Business Income Insurance – also referred to as Business Interruption Coverage – is a lifeline for many businesses impacted by the coronavirus pandemic. During the government lockdown, revenue for all “essential” businesses continued, however, countless non-essential businesses suffered from diminished, and in some cases, evaporated streams of income.
What Is Business Income Insurance?
The definition of Business Income Insurance varies in the wording among different insurance carriers with one exception, “covered peril.” A simple definition is Business Income Insurance helps cover lost income and pay for extra expenses when a business is affected by or must shut down due to covered peril. This coverage is usually part of the business owner’s insurance policy.
Covered peril refers to things like fire, theft, and wind. This means that coverage is only triggered, in most policies, by having physical damage to the insured property. The coronavirus pandemic did not affect most businesses in this way. However, there may be other options in the insurance policy to help cover loss of income from COVID-19.
Business Income Insurance Coverage Options
Some policies have additional options, including a Civil Authority coverage clause, Contingent Property Insurance or Dependent Property Insurance: (a/k/a Supply Chain coverage), and an infectious disease clause. Since the COVID-19 pandemic is unprecedented, even the infectious disease clause may not cover businesses, especially if they did not close due to the owner or employees contracting the virus. So what can businesses do to recuperate loss revenue?
Review: Read through the Business Income Insurance policy and all the additional clauses to understand the coverage and terms for filing a claim.
Gather: Get all the financial data for the business including income from this time last year, income from the beginning of this year, and income through the pandemic. Also, be sure to have documentation regarding payroll, inventory, bank statements, budgets and expenses, and forecasts – both pre- and post-pandemic. The numbers need to clearly show the effects of COVID-19 on income, and the ability to bring in revenue.
Discuss: Now is the time for a conversation with the insurance agent. They will have in-depth knowledge of how to interpret the terms of coverage as well as all changes happening in the insurance industry.
Rebuilding the Economy
Government agencies at all levels – federal, state, and local – understand the challenges businesses have faced due to the pandemic. Rebuilding the economy is second only to keeping everyone safe, so our elected officials are addressing the issue and starting to take action.
New Jersey, New York, and Pennsylvania have all introduced bills calling for insurance carriers to cover business losses for businesses with Business Income Insurance policies that were in effect before the pandemic started. Most of these bills, if passed, will be retroactive to the date each state first declared a Proclamation of Disaster Emergency because of the pandemic.
On the federal level, the U.S. House of Representatives introduced two pieces of legislation that would also seek to force insurance carriers to cover income losses for those businesses with existing Business Income insurance policies. This legislation would apply to property and casualty insurance policies.

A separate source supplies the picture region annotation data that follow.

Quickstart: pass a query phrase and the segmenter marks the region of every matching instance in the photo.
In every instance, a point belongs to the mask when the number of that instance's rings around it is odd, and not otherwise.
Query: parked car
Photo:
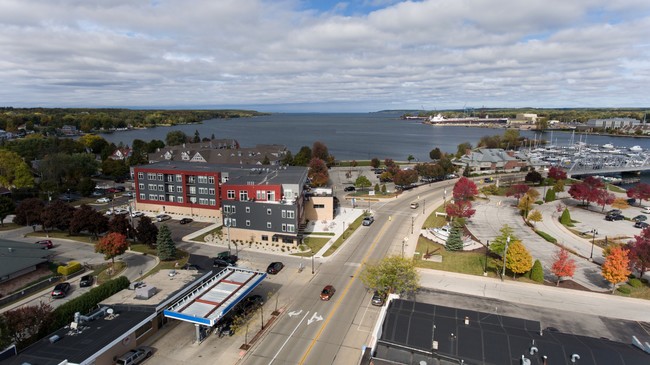
[[[70,291],[70,283],[58,283],[52,290],[52,298],[63,298]]]
[[[375,290],[375,292],[372,294],[372,299],[370,300],[370,303],[372,305],[381,307],[382,305],[384,305],[385,301],[386,301],[386,292]]]
[[[361,221],[361,224],[364,225],[364,226],[369,226],[374,221],[375,221],[375,217],[369,215],[369,216],[366,216],[365,218],[363,218],[363,221]]]
[[[284,264],[279,262],[279,261],[272,262],[272,263],[269,264],[269,267],[266,268],[266,272],[271,274],[271,275],[274,275],[274,274],[279,273],[280,270],[282,270],[283,267],[284,267]]]
[[[94,278],[92,275],[84,275],[81,277],[81,280],[79,280],[79,286],[84,288],[86,286],[91,286],[93,285]]]
[[[117,365],[136,365],[153,355],[153,348],[140,346],[117,358]]]
[[[172,217],[170,215],[168,215],[168,214],[158,214],[156,216],[156,221],[158,221],[158,222],[164,222],[164,221],[170,220],[170,219],[172,219]]]
[[[622,214],[608,214],[605,216],[605,220],[608,221],[622,221],[623,219],[625,219],[625,216]]]
[[[41,245],[41,248],[44,250],[49,250],[50,248],[54,247],[54,244],[52,244],[52,241],[50,240],[40,240],[34,243],[37,245]]]
[[[331,285],[326,285],[323,290],[320,292],[321,300],[330,300],[334,296],[336,289]]]

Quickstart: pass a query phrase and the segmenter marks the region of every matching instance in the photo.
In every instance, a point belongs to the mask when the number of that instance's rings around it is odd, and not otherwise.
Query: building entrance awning
[[[163,313],[168,318],[212,327],[265,277],[264,272],[227,267]]]

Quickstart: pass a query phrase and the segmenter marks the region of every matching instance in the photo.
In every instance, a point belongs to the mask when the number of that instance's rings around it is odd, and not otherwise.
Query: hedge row
[[[92,288],[88,293],[59,306],[53,312],[54,319],[48,328],[49,332],[52,333],[72,322],[76,312],[81,314],[89,313],[92,309],[97,307],[97,304],[102,300],[112,296],[120,290],[128,288],[129,284],[131,284],[131,282],[126,278],[126,276],[120,276],[119,278],[109,280],[100,286]]]

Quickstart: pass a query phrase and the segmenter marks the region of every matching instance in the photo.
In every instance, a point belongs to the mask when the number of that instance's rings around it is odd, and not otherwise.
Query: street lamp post
[[[596,235],[598,234],[598,230],[594,228],[591,230],[591,233],[594,235],[591,239],[591,254],[589,255],[589,261],[594,261],[594,245],[596,244]]]
[[[510,236],[506,238],[506,247],[503,250],[503,272],[501,273],[501,281],[506,276],[506,256],[508,255],[508,245],[510,244]]]

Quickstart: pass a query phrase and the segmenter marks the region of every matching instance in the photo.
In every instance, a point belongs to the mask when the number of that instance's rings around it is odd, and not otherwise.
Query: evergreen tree
[[[449,232],[449,237],[447,237],[445,248],[447,249],[447,251],[463,250],[463,236],[459,227],[456,227],[454,225],[451,228],[451,232]]]
[[[166,224],[160,227],[156,242],[158,245],[159,259],[162,261],[169,261],[176,257],[176,244],[172,240],[172,233]]]

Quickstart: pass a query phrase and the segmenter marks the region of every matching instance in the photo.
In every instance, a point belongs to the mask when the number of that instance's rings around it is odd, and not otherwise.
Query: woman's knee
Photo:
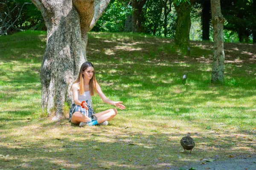
[[[112,111],[113,111],[113,113],[114,114],[114,115],[116,116],[117,114],[117,110],[115,108],[113,108],[112,109]]]
[[[73,113],[72,115],[72,118],[76,119],[77,117],[79,117],[81,116],[81,113],[79,112],[76,112]]]

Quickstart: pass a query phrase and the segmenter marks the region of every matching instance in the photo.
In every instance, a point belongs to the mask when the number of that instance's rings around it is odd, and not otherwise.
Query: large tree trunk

The bill, H.R. 6494, introduced on April 14, 2020, includes the following terminology:
“Effective upon the date of the enactment of this Act, each insurer that offers or makes available business interruption insurance coverage—
(1) shall make available, in all of its policies providing business interruption insurance, coverage for losses resulting from—
(A) any viral pandemic…”
The bill, H.R. 6497, the “Never Again Small Business Protection Act of 2020” also introduced on April 14, 2020, includes the following terminology:
“Effective only upon the publication of certification by the Secretary of the Treasury pursuant to section 5 and subject to sections 3 and 4, each insurer that offers or makes available business interruption insurance coverage shall make available, to for-profit and nonprofit businesses and other entities, optional additional coverage that—
(1) covers solely losses that—
(A) result from business interruption due to any order, by any officer or agency of the Federal Government or of any State or local government, requiring cessation of operations during a national emergency; and
(B) occur in any area to which such national emergency applies and during the period of such application; and
(2) covers such losses for a continuous period that begins upon the declaration of the national emergency and is not shorter than 30 days…”
There is a third bill, H.R. 7011, the “To establish a Pandemic Risk Reinsurance Program, and for other purposes” introduced on May 26, 2020, that does not yet have any official text available.
If any, or all of these bills turn into laws, insurance carriers will have a backlog of policies and claims to review and will do so with a fine-tooth comb, to ensure that they are followed to the letter.
This is additional motivation for businesses to have all the paperwork in order, alleviating some of the work for the insurance carriers and potentially accelerating payment.